Farmers, like all industries, need as much certainty as they can get at the present time. I therefore think it is entirely regrettable that the Scottish nationalist party has chosen to put politics above certainty for farmers in Scotland. Farmers in Scotland deserve better.
The challenge for my right hon. Friend the Secretary of State—and he is a friend of mine—is to strike a balance between environmental stewardship and the production of food. There will always be those on all sides who argue that he is erring on one side or the other, but what he must take away from this debate is the fact that it is not just about managing land but about the production of food. We all have these balances in our own lives and our own constituencies. In my beautiful constituency we have to balance the area of outstanding natural beauty status against farming, which is a constant challenge. There is also the issue of access to the countryside, which I will come to in a minute.

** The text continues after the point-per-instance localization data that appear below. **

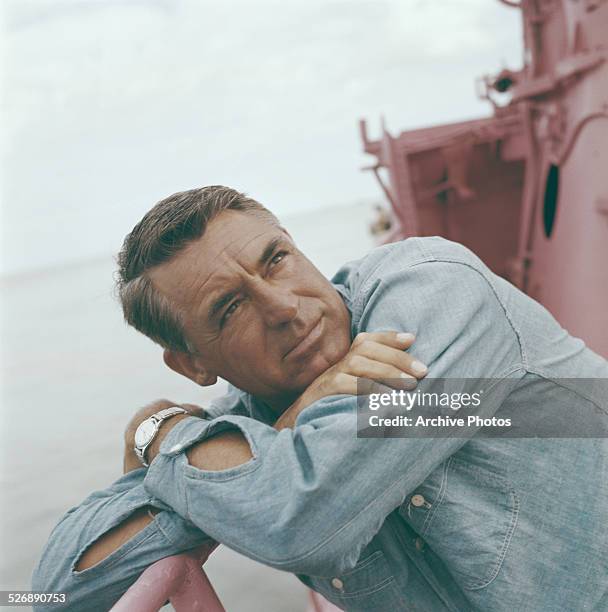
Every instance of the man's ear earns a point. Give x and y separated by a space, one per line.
190 366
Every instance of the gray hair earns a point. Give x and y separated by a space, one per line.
164 231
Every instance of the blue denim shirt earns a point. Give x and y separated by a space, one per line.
427 524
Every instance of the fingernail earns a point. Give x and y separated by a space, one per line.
419 367
412 382
405 337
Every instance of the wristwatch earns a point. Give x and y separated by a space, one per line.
147 430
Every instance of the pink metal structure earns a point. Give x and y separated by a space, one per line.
178 579
526 189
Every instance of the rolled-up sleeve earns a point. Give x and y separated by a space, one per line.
311 498
100 586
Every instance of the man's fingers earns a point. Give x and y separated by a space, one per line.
386 373
404 362
398 340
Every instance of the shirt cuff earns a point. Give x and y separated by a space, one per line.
164 479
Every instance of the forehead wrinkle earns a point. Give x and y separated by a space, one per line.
231 257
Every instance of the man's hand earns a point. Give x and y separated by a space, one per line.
377 357
131 461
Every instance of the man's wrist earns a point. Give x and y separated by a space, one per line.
165 427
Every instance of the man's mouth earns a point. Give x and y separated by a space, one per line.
307 343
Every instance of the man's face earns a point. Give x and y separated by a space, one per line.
259 313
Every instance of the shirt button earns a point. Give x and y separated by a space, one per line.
337 583
418 500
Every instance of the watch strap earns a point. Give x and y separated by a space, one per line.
157 418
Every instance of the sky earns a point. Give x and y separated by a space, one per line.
110 105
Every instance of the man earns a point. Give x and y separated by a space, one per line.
279 474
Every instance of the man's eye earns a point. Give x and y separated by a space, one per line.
278 257
230 310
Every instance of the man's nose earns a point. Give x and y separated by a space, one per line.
278 305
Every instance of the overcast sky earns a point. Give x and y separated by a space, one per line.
110 105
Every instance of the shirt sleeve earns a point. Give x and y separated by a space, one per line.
100 586
312 498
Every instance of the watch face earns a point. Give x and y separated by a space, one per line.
145 432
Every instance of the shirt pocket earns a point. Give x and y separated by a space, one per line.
368 587
467 514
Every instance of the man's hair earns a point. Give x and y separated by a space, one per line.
163 232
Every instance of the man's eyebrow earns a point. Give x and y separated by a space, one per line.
269 250
227 297
219 304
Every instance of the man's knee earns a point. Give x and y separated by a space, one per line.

My right hon. Friend can further champion the industry by doing more than the Bill stipulates. He can talk more about, and do more to support, our land-based colleges. In my constituency I have Bicton College, which he visited in a previous incarnation as Education Secretary in May 2012 to open the earth centre. We should do more to get young people into farming and show them the industry. The number of county farms has shrunk, and it is more difficult for young farmers to get in. At the other end is the work of charitable trusts such as the Addington Fund, which looks after farmers when they have to vacate their residences at the end of their farming careers. We need to show young people that there is a future in farming. Frankly, there is a demographic problem in farming and we need to encourage more young people into it.
My right hon. Friend has a real chance to be a champion in food production. I alluded to food labelling in an intervention. For too long, we have put up with misleading food labelling and country of origin labelling. The consumer deserves better and needs to know the country of origin. We need to know what is purely British—what has been reared, produced and packaged in Britain—and what has been imported into Britain, repackaged and sold in a misleading way. He can go much further in that respect.

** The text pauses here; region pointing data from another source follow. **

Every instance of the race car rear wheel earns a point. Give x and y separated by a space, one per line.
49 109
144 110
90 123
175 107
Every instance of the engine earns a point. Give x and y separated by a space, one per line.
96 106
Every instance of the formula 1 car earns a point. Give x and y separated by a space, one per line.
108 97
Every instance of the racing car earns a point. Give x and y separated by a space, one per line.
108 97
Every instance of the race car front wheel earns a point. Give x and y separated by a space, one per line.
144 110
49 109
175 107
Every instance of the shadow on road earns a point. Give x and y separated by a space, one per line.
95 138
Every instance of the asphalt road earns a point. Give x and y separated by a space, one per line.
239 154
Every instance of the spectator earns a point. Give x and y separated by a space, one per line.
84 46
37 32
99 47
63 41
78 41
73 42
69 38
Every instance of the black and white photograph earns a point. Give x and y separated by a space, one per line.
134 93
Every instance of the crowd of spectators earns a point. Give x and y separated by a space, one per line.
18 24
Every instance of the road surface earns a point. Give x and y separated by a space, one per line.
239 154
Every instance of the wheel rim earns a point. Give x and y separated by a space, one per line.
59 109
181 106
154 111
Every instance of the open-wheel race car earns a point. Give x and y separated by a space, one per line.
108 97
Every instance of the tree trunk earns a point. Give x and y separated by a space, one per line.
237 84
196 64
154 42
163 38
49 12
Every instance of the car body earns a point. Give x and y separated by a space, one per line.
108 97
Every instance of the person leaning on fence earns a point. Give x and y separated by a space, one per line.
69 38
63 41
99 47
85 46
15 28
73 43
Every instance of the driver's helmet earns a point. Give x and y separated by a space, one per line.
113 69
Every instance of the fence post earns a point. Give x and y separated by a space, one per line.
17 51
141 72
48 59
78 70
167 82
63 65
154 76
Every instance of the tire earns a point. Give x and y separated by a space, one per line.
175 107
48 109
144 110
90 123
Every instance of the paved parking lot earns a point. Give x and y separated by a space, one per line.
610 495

Another issue is of great concern around the Chamber is that of livestock transportation. We can ensure that we have the toughest possible regimes for our livestock exports, which I hope will increase after Brexit.
My right hon. Friend has done a lot regarding our slaughterhouses and abattoirs. I have written to him in respect of one of my small abattoirs, which does very little business. I think we have to have a light touch to secure the best possible practice. One abattoir in my constituency has CCTV as well as someone sitting there, even though it only slaughters animals once or twice a week. The requirements are very onerous for such a small business, and I hope my right hon. Friend will look at those issues when they arise. We should not shy away from the fact that the practices of some communities—for example, halal butchery and orthodox Jewish butchery—are simply not acceptable in animal husbandry terms.
I said earlier that we have a chance to introduce a “buy British” policy, and somebody from the Opposition said that we could not do that under WTO rules. We do not know the rules yet, but we should put buying British products for our schools, hospitals and armed forces at the forefront of everything we do once we are out of the EU.
On land access, my right hon. Friend is absolutely right. We want to encourage people to make more use of the countryside as part of the anti-obesity campaign, but there is a quid pro quo. The landscape looks as it does because it is farmed. It is man-made. Stone-walling, ditch-digging and hedge-laying are all done at farmers’ expense, so farmers are due some compensation. Simply to open up land irrespective of that, without acknowledging that it is private land that people are paying to maintain, is entirely wrong. I think there is a wonderful opportunity to review the whole question of footpaths, which are way out of date, and perhaps to look at compensation for farms that are covered in footpaths. We need to look at bridleways and the use of off-road vehicles. We can do so many of these things now that we are coming out of the EU.
This country should be able to feed itself; that is the duty of the Government. I think that the Opposition amendment is unnecessary and, frankly, unintelligible. I believe that the country should be able to feed itself, and I hope that the Bill will bring that goal one step closer.